Beberapa orang mungkin membaca beberapa paragraf terakhir dan diam-diam merasa iri ketika tidak ada yang menelepon, mengirim email, mengirim SMS, atau (paling buruk?) meninggalkan pesan suara. Kehidupan dengan lebih sedikit orang mungkin terdengar menarik. Anda mungkin kesulitan untuk memahami kemungkinan bahaya keterasingan. Akan tetapi, hikmat mengetahui bahaya yang bersembunyi di balik bayang-bayang keterasingan kita: ”Orang yang menyendiri, mencari keinginannya, amarahnya meledak terhadap setiap pertimbangan” (Ams 18:1).
Keterasingan seperti apa yang berada dalam pikiran orang berhikmat itu? Ayat berikutnya memberi kita gambaran yang lebih jelas:
Orang bebal tidak suka kepada pengertian, hanya suka membeberkan isi hatinya. (Ams 18:2)
Dia tidak ingin mendengar mengenai apa yang dipikirkan orang lain. Dia hanya ingin seseorang mendengar mengenai apa yang dipikirkannya. Ini menyerang saraf utama dalam kitab Amsal. Ketika ayah-yang-bijak ini mempersiapkan putranya untuk menghadapi kenyataan hidup di dunia yang liar dan mengancam, maka dia ingin anaknya melihat bahwa beberapa ancaman terbesar berasal dari para penumpang gelap; yang menyerang dari dalam. Dia memperingatkannya, khususnya, tentang kekuatan penghancur dari kesombongan yang tidak terkendali.

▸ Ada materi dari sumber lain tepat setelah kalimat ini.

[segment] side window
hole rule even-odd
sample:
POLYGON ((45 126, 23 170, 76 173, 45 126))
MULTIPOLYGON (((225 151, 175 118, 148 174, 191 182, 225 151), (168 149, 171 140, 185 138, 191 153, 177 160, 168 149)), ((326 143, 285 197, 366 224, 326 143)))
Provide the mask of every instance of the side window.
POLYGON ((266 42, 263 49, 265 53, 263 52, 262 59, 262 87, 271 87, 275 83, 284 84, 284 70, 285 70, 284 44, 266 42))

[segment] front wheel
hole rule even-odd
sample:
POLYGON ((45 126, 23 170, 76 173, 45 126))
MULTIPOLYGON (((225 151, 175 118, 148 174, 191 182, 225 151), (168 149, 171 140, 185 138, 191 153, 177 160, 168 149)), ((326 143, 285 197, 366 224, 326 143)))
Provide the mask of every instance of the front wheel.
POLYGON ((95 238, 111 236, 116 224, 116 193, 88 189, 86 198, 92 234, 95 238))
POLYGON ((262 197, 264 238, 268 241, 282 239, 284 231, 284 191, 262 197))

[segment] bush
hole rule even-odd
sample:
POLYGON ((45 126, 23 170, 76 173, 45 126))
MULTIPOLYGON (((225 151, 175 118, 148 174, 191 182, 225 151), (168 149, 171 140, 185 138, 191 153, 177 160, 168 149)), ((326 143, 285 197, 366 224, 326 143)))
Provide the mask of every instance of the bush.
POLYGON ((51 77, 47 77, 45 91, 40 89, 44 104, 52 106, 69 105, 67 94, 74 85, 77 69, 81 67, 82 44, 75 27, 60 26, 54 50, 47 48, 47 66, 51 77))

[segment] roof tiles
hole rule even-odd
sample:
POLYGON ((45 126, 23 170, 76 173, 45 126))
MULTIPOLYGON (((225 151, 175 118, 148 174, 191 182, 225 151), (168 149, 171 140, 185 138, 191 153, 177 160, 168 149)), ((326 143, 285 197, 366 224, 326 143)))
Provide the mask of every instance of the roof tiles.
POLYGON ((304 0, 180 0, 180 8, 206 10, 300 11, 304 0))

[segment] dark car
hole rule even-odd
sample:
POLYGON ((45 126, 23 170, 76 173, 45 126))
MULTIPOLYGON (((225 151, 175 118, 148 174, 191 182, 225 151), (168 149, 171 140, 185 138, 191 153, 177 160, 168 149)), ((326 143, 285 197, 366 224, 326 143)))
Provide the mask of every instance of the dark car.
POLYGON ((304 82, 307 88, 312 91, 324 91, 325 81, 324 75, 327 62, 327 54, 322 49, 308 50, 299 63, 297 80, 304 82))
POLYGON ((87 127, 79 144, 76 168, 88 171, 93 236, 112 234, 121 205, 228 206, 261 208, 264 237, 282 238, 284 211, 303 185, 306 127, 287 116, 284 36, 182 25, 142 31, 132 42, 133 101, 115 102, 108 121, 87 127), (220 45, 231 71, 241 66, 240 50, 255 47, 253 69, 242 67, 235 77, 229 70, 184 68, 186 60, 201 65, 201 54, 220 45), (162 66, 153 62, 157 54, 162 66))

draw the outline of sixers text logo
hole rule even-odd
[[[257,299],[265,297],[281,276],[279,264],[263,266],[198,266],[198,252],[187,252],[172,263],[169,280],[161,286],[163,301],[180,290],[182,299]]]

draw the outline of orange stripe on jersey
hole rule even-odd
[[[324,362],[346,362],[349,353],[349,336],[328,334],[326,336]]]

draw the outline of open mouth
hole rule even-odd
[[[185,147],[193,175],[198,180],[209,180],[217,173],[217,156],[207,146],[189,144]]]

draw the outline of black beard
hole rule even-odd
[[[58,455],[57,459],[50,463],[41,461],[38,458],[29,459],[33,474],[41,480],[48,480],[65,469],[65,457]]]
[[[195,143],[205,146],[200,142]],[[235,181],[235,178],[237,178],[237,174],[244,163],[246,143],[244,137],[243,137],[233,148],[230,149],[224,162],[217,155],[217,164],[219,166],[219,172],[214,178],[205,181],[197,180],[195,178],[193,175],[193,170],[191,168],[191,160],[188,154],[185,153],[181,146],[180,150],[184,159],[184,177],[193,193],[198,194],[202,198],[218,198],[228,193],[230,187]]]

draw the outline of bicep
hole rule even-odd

Janganlah engkau menganggap dirimu sendiri bijak, takutlah akan TUHAN dan jauhilah kejahatan (Ams 3:7). Jika engkau melihat orang yang menganggap dirinya bijak, harapan bagi orang bebal lebih banyak dari pada bagi orang itu (Ams 26:12). Ada jalan yang disangka orang lurus, tetapi ujungnya menuju maut (Ams 14:12).
Kita belajar bahwa orang yang sombong melawan semua pertimbangan karena dia mengundang kehancuran pada dirinya sendiri. Kesombongan membuat keterasingannya menjadi berbahaya: Saya tidak menghabiskan lebih banyak waktu dengan orang lain karena saya tidak membutuhkan orang lain — karena saya tahu lebih banyak daripada orang lain. Kesombongan ini yang membedakan keterasingan (isolation) dan menyendiri (solitude); yang memang dianjurkan Allah berkali-kali (Maz. 46:10; Mat. 6:6; Mar. 1:35).
Jalan yang menuju maut adalah jalan yang kita pilih untuk diri kita sendiri ketika kita menolak komunitas yang berarti — hubungan yang ditandai dengan kejujuran, nasihat, koreksi, dan dorongan yang konsisten.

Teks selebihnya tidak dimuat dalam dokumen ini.